Trust, but Verify - The Ethics of Data Collection

August 7, 2014

In this era, there is little that cannot be tracked in our online lives. Apps now make use of GPS devices in mobile phones, microphones, and other aspects of our phones and computers to collect data on users. Google is eavesdropping, Snapchats are going undeleted, and Apple uses an unencrypted file stored in iTunes accounts to track movements of individual iPhone users. While this kind of service might prove attractive to those interested in tapping into mobile social networks, it also creeps out most.

Companies are steadily gaining new ways to capture information about us. They now have the technology to make sense of massive amounts of unstructured data, using natural language processing, machine learning, and software architectures such as Hadoop, which handles high volumes of simultaneous search queries. Data of this kind is now the target of data mining. So is the information generated by social networks, user profiles and posts. A report from the market intelligence firm IDC estimates that in 2009 stored information totaled 0.8 zetabytes, the equivalent of 800 billion gigabytes. IDC predicts that by 2020, 35 zetabytes of information will be stored globally, and that much of that will be customer information. As the store of data grows, the analytics available to draw inferences from it will only become more sophisticated.

For all the privacy concerns, the online economy creates enormous value by using customer information. In 2009, according an ad industry study cited by the Wall Street Journal, the average price of an untargeted ad online was $1.98 per thousand views. The average price of a targeted ad was $4.12 per thousand. Retailers, along with big players such as Facebook and Yahoo, are using the technology of startups to sort through behavioral information they've compiled over years.

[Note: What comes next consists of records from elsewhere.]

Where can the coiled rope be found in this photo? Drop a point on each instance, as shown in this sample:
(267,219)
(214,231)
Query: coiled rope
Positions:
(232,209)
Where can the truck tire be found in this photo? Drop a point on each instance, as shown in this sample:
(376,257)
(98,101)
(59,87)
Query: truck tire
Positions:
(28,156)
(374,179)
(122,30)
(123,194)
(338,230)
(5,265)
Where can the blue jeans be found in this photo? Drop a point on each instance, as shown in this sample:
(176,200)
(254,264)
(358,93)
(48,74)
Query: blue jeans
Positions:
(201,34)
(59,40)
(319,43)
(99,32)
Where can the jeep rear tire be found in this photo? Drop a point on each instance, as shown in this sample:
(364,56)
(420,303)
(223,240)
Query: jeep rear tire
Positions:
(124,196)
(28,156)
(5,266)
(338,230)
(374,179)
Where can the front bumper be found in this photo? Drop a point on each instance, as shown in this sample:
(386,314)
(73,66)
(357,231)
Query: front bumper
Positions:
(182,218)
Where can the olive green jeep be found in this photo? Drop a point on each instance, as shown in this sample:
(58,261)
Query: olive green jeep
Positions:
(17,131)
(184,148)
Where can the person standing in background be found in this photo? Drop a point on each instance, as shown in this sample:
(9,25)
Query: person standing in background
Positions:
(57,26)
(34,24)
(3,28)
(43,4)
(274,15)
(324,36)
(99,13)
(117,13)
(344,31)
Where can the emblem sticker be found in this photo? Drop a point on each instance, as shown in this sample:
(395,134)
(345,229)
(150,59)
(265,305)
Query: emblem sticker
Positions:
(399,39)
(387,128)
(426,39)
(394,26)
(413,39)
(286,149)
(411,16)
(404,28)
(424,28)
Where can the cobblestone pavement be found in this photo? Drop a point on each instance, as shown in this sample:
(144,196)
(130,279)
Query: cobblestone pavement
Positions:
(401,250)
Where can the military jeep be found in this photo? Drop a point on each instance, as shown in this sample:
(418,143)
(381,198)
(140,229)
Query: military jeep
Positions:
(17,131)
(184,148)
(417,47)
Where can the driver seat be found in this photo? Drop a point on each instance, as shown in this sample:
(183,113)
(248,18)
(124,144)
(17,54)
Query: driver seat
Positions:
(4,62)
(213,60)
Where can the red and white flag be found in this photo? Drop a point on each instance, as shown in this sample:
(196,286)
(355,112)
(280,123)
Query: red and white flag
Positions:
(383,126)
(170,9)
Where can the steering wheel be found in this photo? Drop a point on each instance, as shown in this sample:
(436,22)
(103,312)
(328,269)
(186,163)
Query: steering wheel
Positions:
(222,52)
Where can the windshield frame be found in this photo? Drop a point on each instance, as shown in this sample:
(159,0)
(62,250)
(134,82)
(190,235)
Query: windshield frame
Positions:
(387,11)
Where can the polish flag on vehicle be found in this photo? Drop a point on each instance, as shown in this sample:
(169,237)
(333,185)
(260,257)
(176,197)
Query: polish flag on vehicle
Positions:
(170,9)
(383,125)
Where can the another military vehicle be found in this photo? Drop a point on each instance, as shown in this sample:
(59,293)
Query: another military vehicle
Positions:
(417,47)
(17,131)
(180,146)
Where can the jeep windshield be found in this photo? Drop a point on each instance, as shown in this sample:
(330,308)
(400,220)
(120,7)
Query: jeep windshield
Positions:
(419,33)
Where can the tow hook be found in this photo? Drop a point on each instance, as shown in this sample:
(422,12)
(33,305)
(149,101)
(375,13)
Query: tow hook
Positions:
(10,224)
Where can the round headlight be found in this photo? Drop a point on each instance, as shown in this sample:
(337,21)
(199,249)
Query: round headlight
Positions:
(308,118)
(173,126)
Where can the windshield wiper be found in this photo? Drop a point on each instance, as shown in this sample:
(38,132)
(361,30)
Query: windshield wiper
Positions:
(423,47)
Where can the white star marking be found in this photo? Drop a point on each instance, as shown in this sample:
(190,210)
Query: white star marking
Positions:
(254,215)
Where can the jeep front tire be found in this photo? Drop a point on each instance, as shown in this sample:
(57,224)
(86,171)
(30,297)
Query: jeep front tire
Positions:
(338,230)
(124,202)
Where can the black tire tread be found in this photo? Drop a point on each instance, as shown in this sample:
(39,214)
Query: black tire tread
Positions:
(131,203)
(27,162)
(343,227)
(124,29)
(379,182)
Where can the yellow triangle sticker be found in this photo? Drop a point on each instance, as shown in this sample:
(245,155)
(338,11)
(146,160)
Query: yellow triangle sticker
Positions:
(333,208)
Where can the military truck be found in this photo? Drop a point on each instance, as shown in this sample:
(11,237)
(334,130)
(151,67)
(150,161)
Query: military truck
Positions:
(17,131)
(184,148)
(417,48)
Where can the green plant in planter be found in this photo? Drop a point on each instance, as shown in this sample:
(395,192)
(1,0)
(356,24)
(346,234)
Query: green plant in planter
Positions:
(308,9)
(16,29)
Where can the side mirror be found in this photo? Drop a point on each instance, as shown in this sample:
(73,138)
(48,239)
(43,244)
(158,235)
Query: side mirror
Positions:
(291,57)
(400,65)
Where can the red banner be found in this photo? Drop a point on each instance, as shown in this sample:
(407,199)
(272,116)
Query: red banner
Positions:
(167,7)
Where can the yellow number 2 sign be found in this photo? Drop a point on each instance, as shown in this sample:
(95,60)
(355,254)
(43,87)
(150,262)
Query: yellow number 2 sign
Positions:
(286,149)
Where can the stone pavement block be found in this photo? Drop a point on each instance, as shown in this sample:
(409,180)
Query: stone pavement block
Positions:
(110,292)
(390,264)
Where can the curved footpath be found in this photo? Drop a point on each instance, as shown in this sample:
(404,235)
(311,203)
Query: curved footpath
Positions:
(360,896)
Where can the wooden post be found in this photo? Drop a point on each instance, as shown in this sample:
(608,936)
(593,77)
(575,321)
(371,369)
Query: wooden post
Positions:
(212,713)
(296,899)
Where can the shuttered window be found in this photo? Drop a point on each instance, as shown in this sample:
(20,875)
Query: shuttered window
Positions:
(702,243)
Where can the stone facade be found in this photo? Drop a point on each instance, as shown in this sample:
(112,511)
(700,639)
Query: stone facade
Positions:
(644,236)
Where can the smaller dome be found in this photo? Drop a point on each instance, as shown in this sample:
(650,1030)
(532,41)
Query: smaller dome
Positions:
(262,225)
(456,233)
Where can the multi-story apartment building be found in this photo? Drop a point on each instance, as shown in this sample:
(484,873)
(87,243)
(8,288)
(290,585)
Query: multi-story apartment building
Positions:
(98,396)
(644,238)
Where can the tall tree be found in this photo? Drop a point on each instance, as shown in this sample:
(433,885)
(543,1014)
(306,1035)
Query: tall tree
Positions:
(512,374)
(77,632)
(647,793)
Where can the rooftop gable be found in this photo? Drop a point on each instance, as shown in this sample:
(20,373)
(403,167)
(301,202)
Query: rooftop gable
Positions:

Facebook is one example of how extensive this kind of tracking can be. Its "like" button has become ubiquitous online. Click "like" and you can instantly share something that pleases you with your friends. But visit a page with a "like" button on it while you're logged in to Facebook, and Facebook can track what you do there. The potential dark side of data collection and use suggests the need for a code of ethical principles. But how to structure them?

Clarity on Practices: When data is being collected, let users know about it, maybe even in real time. This addresses the issue of hidden files and unauthorized tracking. Giving users access to what a company knows about them could go a long way toward building trust. For example, if you want to know what Google knows about you, go to www.google.com/ads/preferences, and you can see both the data it has collected and the inferences it, and third parties, have drawn from what you've done.

Simplicity of Settings: Give users a chance to figure out for themselves what level of privacy they really want.

Privacy by Design: Some might argue that neither clarity nor simplicity is sufficient. In that case, perhaps organizations should incorporate privacy protections into everything they do. Meaning that while they continue to collect customer information, customer privacy becomes a guiding principle.

Exchange of Value: Walk into a your favorite coffee shop and you'll always feel flattered when the barista remembers your name and drink of choice. Arguably, something similar could apply online: the more a service provider knows about you, the greater the chance that you'll like the service. Transparency could make it easier for online businesses to show customers what they will get in exchange for sharing their personal information. For example, Netflix uses users' movie-viewing histories to provide targeted, and thus more useful, recommendations.

Until greater clarity, simplicity, or privacy by design becomes a mandate, we'll just have to watch our own Web use, and watch how the Web uses us.